I personally found cancer treatment a struggle, though not necessarily a battle. The distinction makes sense to me! I found the treatment hard going, physically, emotionally and it without doubt took a toll. As far as the cancer in my body was concerned though, it brought very little in the way of sign or symptom let alone something significant which I felt I was battling. It was more like hosting a battle where one adversary was silent and invisible and the other only too evident.
If that is not contradictory and complex enough, I have to say a few words about the phenomenon of ”celebrity cancer” which seems to behave differently to ordinary person cancer in the way it is reported in the media. The indiscriminate nature of the illness and gruelling treatment and side effects of course belie that of course, which adds to the sensitivity around this. I recently read a number of news reports of another celebrity who has been undergoing treatment and happily this been successful. Of course, that is the best news and what we all want to hear. However, despite myself, I found that I was becoming highly irritated and even offended by the report when it referred to the cancer being “beaten”. What particularly upset me was that the person concerned had previously been diagnosed at stage 4. Now I just want to stress that I am quite delighted that this person’s cancer has responded to treatment and can totally identify with the relief and happiness in their family. What I find difficult, however, is the implication that Stage 4 cancer can be “cured” rather than arrested and managed. I don’t understand how stage 4 cancer can be “beaten”. I know it can be managed, as a chronic illness and some of the terror of a stage 4 diagnosis is dissipated perhaps. But how can it be beaten? How can it be banished? And what does that say to families who have lost a loved one?

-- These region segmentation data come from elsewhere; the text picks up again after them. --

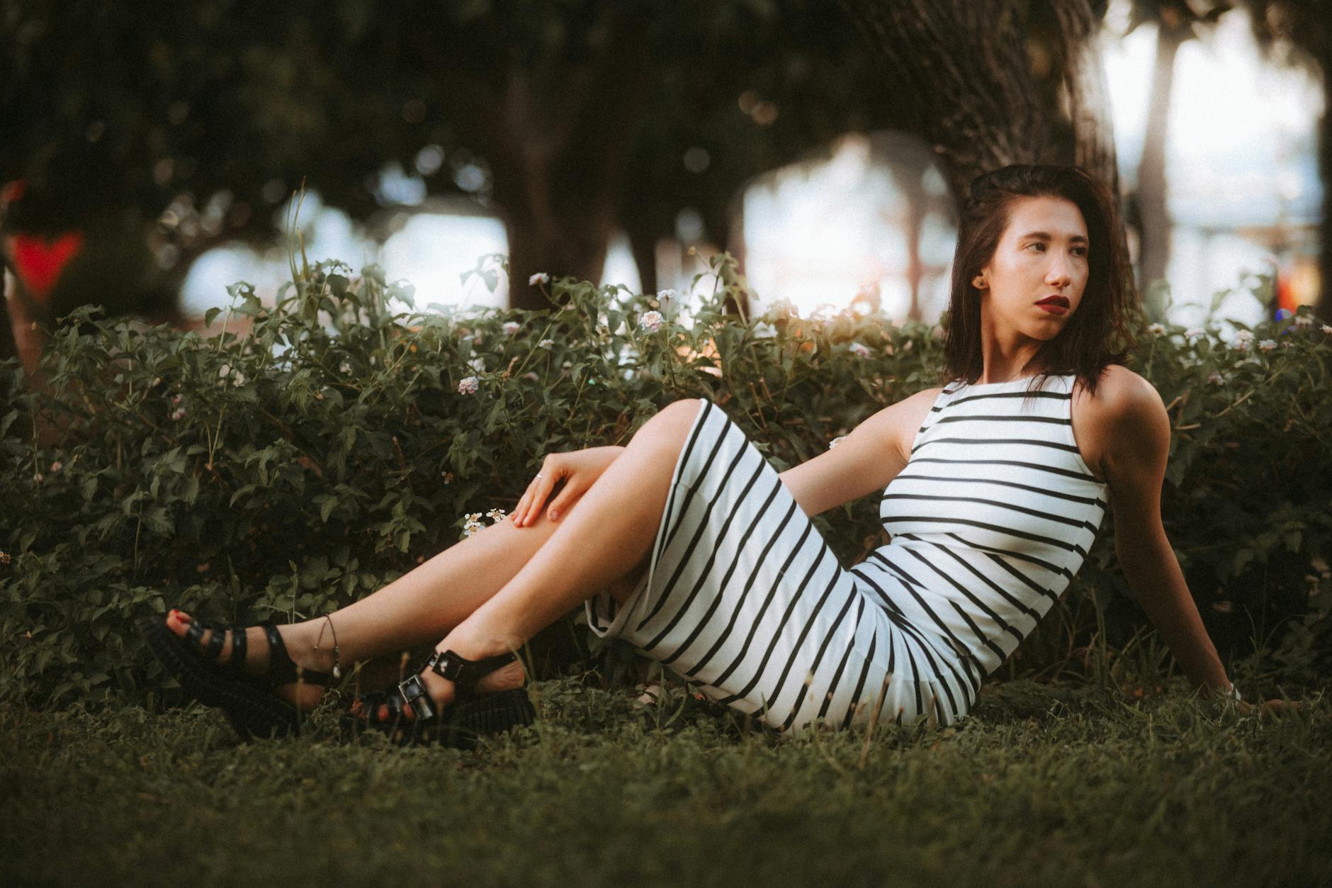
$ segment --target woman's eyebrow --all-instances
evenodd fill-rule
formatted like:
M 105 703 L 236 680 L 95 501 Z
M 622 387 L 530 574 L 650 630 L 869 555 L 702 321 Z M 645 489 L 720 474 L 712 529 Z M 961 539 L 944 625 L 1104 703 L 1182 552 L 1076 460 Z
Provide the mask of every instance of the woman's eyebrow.
M 1028 231 L 1026 235 L 1022 235 L 1018 240 L 1028 240 L 1028 239 L 1031 239 L 1031 240 L 1054 240 L 1054 236 L 1050 235 L 1048 232 L 1043 232 L 1043 231 Z M 1074 235 L 1072 237 L 1068 239 L 1068 241 L 1074 243 L 1074 244 L 1086 244 L 1086 243 L 1088 243 L 1087 239 L 1083 237 L 1082 235 Z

There are two points to come out of this rant. Firstly, this is based on reports rather than hard facts. There is often a tenuous relationship between the two. Sometimes not even as much as a tenuous link. In all likelihood, therefore, my reaction is not even based on the facts. Secondly, can you see the eggshells? My goodness, how much did I overreact to this?
Whether or not it is an overreaction, it illustrates very clearly how sensitive this whole cancer business makes us. Hearing that you have cancer brings a fear, confronting us with our mortality. So it doesn’t really matter what language we use, or what people say to us because we now have this constant presence – the threat of cancer, which has been forced into our lives making us sensitive and vulnerable.
The irony is that I have such overwhelming support and I lean on that enormously. All around me (in every sense) people are supporting me through this. And how do I respond? By being as prickly as a hedgehog having a very bad hair day.
No wonder folks feel they are walking on eggshells. Cancer is making us walk on eggshells.